Labour pains, by Alan Downey

16 Feb 10
ALAN DOWNEY | The starting gun for a public sector recession has been fired. It is now only a matter of time before we are faced with the deepest and most prolonged cuts in public expenditure that anyone can remember.

KPMG and the Chartered Institute of Personnel and Development have just published their quarterly Labour Market Outlook survey of over 700 employers from the private and public sector. It paints a bleak picture. Despite the UK’s emergence from recession, it predicts more redundancies and a substantial fall in employment intentions in the public sector for the next quarter.

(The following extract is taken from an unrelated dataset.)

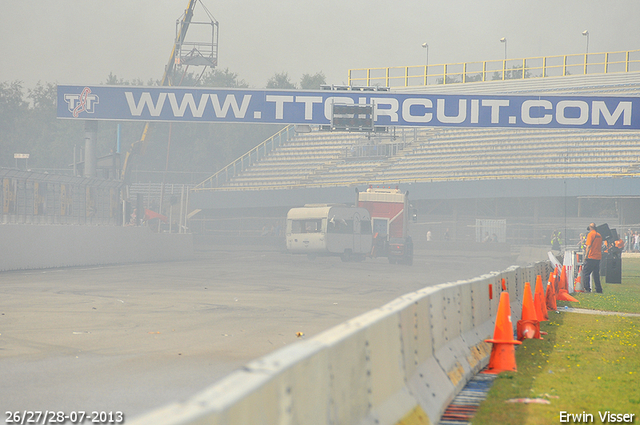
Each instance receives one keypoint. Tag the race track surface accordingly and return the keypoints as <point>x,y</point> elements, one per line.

There are signs that some private sector employers are emerging from the recession with intentions to increase staffing levels, but the overall net balance between the percentage of employers expecting to recruit and those expecting to cut staff across all sectors of the economy is still negative (-5%).

What is more important, the findings show that this negative growth is almost wholly down to a bleak quarter ahead for the public sector, where public administration and the defence sector look set to be hit particularly hard.

A public sector fall in employment now is a reality as it feels the impact of the longest recession in modern times.

These figures clearly show that the starting gun for a public sector recession has been fired. It is now only a matter of time before we are faced with the deepest and most prolonged cuts in public expenditure that anyone can remember.

In fact, many public sector bodies have already started to feel the pain and are drawing up clear and radical plans to reduce costs. By definition that means identifying those services that are of lower priority and must be scaled back or terminated altogether.

Reducing the pay bill, whether through a pay freeze or headcount reductions, or both, is an obvious way to cut costs quickly. Other options that need to be seriously addressed include: consolidating operations to improve efficiency and release property and other assets for disposal; and reconfiguring service delivery in order to reduce costs while maintaining quality.

Some of this can be achieved quickly, but many of the changes that are needed will require careful planning.  Plans need to be made now, so that the public sector is ready to respond immediately, whenever the incoming government decides it is time for the axe to fall.